Sometimes the idea for a new research project comes at you, not from the scientific literature and decades of accumulated knowledge tediously gathered as a scientist but, more importantly, from the needs of another department. In this case, the San Diego Zoo Safari Park had hatched five male Storm’s storks. This might seem great, considering that this species is critically endangered with only about 400 individuals left in both captivity and the wild. However, males cannot be housed together after sexual maturity, and because we did not want to risk getting more males we stopped hatching any more eggs. 

Trust me, it is always disappointing when we are not able to hatch eggs, especially if they are from critically endangered species, but even San Diego Zoo Global does not have unlimited resources, and large storks need lots of space. Our Safari Park bird curator asked if there was a way to determine if the egg contained a male or a female stork, so that we could hatch just the gender needed to keep our population balanced. 
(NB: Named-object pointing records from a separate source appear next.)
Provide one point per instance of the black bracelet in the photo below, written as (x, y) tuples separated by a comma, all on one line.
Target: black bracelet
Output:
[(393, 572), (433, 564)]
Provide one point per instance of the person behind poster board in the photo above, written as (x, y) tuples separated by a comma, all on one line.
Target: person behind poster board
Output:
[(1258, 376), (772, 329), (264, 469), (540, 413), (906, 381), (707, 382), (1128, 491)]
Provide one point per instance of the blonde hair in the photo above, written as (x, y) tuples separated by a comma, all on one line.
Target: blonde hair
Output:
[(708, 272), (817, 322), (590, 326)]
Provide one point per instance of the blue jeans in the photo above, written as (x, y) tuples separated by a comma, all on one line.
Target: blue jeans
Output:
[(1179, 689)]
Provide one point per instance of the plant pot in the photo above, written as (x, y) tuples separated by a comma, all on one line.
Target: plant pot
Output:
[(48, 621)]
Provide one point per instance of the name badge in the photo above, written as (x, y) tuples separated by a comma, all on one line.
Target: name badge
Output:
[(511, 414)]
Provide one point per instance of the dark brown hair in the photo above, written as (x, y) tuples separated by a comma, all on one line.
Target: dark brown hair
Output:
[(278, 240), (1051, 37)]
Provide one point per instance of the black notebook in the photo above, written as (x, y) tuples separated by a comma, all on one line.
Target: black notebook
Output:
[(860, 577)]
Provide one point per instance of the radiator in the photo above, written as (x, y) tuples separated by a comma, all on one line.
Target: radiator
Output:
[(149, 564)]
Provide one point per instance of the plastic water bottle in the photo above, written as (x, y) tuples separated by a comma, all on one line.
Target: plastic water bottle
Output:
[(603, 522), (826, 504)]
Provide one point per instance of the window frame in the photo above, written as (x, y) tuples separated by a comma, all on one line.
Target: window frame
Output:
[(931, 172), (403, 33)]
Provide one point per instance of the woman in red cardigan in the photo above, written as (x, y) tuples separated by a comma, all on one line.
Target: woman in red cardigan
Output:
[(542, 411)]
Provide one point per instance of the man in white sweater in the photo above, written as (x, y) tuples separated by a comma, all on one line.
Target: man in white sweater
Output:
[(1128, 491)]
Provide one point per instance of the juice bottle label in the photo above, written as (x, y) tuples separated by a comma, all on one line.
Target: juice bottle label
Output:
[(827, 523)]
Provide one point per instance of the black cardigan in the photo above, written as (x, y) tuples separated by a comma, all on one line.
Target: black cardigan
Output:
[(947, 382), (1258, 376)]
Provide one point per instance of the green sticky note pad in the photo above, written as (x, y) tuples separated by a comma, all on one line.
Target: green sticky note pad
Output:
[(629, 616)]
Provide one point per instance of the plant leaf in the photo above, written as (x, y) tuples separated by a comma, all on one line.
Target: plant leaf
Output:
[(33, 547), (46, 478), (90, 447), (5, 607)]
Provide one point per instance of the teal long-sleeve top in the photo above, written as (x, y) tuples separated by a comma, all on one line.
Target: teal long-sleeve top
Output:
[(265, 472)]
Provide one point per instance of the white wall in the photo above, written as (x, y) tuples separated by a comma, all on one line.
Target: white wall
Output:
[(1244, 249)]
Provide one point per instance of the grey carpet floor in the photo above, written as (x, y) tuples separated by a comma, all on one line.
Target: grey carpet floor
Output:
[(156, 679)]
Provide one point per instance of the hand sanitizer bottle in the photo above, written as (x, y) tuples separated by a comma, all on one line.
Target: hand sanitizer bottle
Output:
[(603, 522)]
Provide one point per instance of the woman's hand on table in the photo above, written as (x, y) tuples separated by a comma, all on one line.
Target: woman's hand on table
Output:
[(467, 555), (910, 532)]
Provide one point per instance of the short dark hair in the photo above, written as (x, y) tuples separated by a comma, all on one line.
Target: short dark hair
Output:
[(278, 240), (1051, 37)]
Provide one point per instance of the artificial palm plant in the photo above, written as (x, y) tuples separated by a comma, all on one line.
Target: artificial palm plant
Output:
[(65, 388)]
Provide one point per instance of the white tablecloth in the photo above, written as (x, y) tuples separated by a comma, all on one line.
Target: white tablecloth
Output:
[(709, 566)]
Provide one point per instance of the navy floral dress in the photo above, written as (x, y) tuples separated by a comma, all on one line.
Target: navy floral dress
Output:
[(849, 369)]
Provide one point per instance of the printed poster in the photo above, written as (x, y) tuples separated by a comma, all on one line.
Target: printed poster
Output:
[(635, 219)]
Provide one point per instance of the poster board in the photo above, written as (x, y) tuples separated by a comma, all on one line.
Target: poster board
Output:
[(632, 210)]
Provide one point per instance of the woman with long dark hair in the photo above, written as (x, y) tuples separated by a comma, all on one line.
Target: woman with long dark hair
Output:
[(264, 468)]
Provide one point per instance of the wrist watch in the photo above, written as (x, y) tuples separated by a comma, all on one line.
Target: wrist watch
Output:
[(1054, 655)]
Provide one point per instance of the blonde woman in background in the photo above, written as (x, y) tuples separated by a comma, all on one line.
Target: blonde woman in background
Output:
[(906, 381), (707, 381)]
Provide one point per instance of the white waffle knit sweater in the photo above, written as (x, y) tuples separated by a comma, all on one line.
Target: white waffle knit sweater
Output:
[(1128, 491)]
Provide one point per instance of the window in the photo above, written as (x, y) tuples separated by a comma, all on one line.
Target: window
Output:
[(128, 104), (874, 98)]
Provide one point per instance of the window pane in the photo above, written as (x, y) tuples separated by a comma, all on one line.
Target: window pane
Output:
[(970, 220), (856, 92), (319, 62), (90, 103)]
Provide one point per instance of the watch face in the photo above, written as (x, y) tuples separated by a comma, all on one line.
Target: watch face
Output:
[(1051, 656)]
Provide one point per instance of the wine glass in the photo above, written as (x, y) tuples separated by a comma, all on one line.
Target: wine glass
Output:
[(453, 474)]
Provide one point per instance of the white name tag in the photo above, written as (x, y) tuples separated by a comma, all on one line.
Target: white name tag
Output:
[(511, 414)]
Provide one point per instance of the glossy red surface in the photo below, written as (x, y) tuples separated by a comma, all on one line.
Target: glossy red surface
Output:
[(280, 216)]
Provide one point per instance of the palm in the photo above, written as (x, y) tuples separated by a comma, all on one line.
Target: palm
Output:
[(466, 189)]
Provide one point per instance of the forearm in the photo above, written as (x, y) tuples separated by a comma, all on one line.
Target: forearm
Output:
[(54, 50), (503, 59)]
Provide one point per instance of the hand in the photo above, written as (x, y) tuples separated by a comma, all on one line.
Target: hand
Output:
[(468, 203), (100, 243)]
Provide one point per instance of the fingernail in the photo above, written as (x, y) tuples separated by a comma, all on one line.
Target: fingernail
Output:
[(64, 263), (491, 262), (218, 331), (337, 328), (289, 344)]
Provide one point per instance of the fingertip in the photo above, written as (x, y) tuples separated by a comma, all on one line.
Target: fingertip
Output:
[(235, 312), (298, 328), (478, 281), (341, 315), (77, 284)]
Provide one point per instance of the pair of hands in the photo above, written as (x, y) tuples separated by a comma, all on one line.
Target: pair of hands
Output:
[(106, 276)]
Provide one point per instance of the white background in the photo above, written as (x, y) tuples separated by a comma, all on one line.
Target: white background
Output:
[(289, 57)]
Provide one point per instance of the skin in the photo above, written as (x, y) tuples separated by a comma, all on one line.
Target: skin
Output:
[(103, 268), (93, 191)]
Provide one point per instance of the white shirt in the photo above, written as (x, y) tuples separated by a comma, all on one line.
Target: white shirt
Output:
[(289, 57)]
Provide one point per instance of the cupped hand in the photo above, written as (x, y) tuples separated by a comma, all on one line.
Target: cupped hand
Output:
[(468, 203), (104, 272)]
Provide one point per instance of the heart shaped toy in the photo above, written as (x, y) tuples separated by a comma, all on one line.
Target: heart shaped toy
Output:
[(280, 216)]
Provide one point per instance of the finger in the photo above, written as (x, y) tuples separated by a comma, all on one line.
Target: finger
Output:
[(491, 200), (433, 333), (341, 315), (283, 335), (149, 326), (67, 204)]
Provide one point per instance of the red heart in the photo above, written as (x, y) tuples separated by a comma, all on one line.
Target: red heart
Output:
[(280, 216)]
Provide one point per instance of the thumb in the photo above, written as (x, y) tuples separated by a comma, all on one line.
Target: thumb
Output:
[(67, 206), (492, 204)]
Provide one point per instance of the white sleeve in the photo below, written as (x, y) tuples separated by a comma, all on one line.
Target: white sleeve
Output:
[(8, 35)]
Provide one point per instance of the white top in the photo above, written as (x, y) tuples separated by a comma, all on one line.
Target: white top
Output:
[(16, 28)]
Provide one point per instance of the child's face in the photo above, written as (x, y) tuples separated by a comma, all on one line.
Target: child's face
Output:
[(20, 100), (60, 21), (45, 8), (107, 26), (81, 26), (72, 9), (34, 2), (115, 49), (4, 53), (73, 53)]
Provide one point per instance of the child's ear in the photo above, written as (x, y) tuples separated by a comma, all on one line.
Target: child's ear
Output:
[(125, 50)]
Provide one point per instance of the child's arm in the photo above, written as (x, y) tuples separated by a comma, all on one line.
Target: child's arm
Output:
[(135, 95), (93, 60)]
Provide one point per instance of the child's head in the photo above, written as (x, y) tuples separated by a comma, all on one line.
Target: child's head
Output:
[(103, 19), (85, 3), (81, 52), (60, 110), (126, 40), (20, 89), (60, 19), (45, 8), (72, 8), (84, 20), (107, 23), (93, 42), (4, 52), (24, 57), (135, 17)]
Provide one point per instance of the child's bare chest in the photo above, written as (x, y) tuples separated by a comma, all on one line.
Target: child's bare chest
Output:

Because a bird’s gender is determined genetically, as in humans and other mammals, all we need is a small blood sample. Obviously, birds differ from mammals, but did you know that they have nucleated red blood cells and that the males have the identical sex chromosomes ZZ, while females have the heterogametic ZW chromosomes? This allows us to use a simple genetic test to detect the ZW or ZZ chromosomes, thereby determining the sex of the embryo from a 1/100 of a drop of blood, or just a few thousand red blood cells. This sounds pretty straightforward, to get a miniscule drop of blood, run a simple DNA test, and determine the sex. 

Unfortunately, it’s much easier said than done. We have to collect the blood from one of the blood vessels right underneath the eggshell. The embryo uses these vessels for gas exchange, getting rid of CO2and pulling in O2, that is, breathing. It is therefore very important to minimize damage to these vessels during any procedure. The egg shell also has the vital function of keeping bacteria and fungus out, so making a hole in it increases the risk to the embryo. Suffice it to say, this technique requires sterile technique and a steady hand, or in our case, a micromanipulator, which is a mechanical robot arm that moves much more precisely than a human hand. 

We developed and practiced the technique, and by the next breeding season we sexed and hatched four female Storm’s storks! As a scientist, it is satisfying, to see basic research projects integrated into daily animal management, and making a direct and tangible contribution to the conservation of endangered species. Over the last few years since we developed the technique, we have expanded to 23 species with eggs ranging in size from 1.1 grams (euphonia) to 230 grams (red crowned crane). To help other zoos, breeding facilities and conservation programs throughout the world, we teach the in ovo(egg) sexing technique in the San Diego Zoo Avian Incubation Workshop.

And that’s how my group got to help the bird department save a black and white bird that is both rarer and cuter than any other black and white animal!

Photo: A newly hatched Storm’s stork. The blood sampling hole can be seen above and to the right of the writing on the egg shell.